A stock market is a market in which shares of _______ _______ ______ are issued and traded.
publicly traded companies
Why is the New York Stock Exchange the most stringent exchange in the US?
They have higher requirements for a company to be listed, meaning they’re going to ask a company to be very big to be listed on their exchange. They have to have more than x amount of employess.
T or F: Companies need to pay a good chunk of money to be listed on the New York Stock Exchange.
True
What is a broker?
A firm that facilitates the execution of a financial transaction for free. You want to buy shares, and somebody else somewhere wants to sell shares. They go to their broker.

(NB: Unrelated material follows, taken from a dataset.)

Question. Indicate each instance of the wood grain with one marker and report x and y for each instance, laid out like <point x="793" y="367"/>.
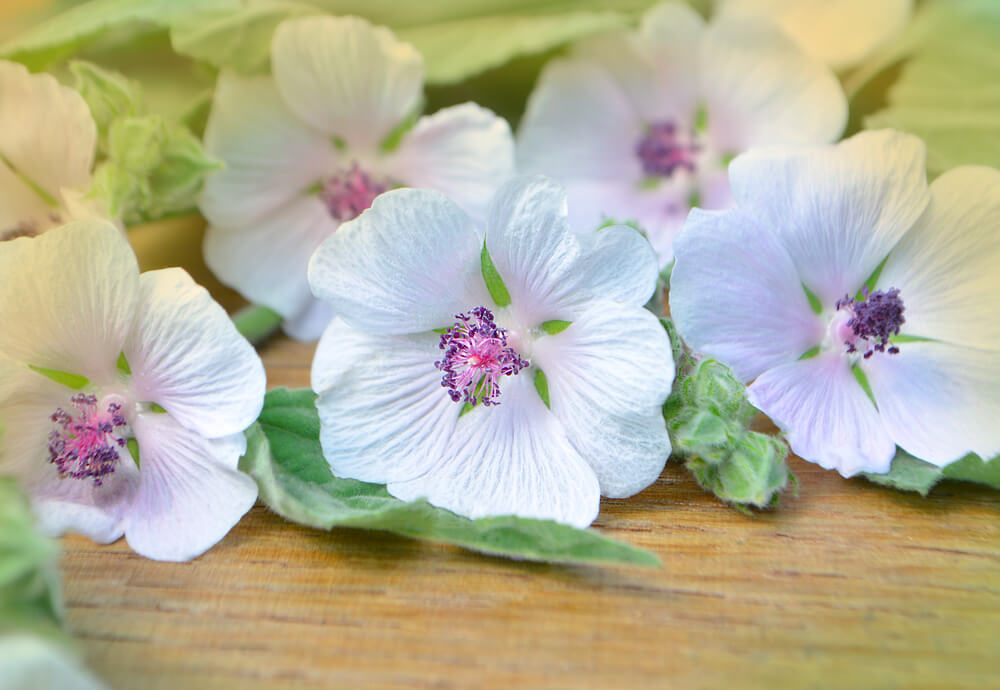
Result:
<point x="847" y="586"/>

Why has it become extremely cheap to buy shares now?
Because brokers on the floor getting your stocks has been removed. Its now all online. Orders are routed automatically and they’re sent automatically for you to get your shares.
What time does the stock market open in the U.S?
9:30am to 4pm ET
What is a Limit Order?
The order you are instructing your broker to buy or sell a financial product at a specific price or better. You are not guaranteed to get filled on this order type.
What is a Market Order?
With this order you are instructing your broker to buy or sell a financial product right away no matter the price.
What is the Last Price?
The last executed price between two market participants on a financial product.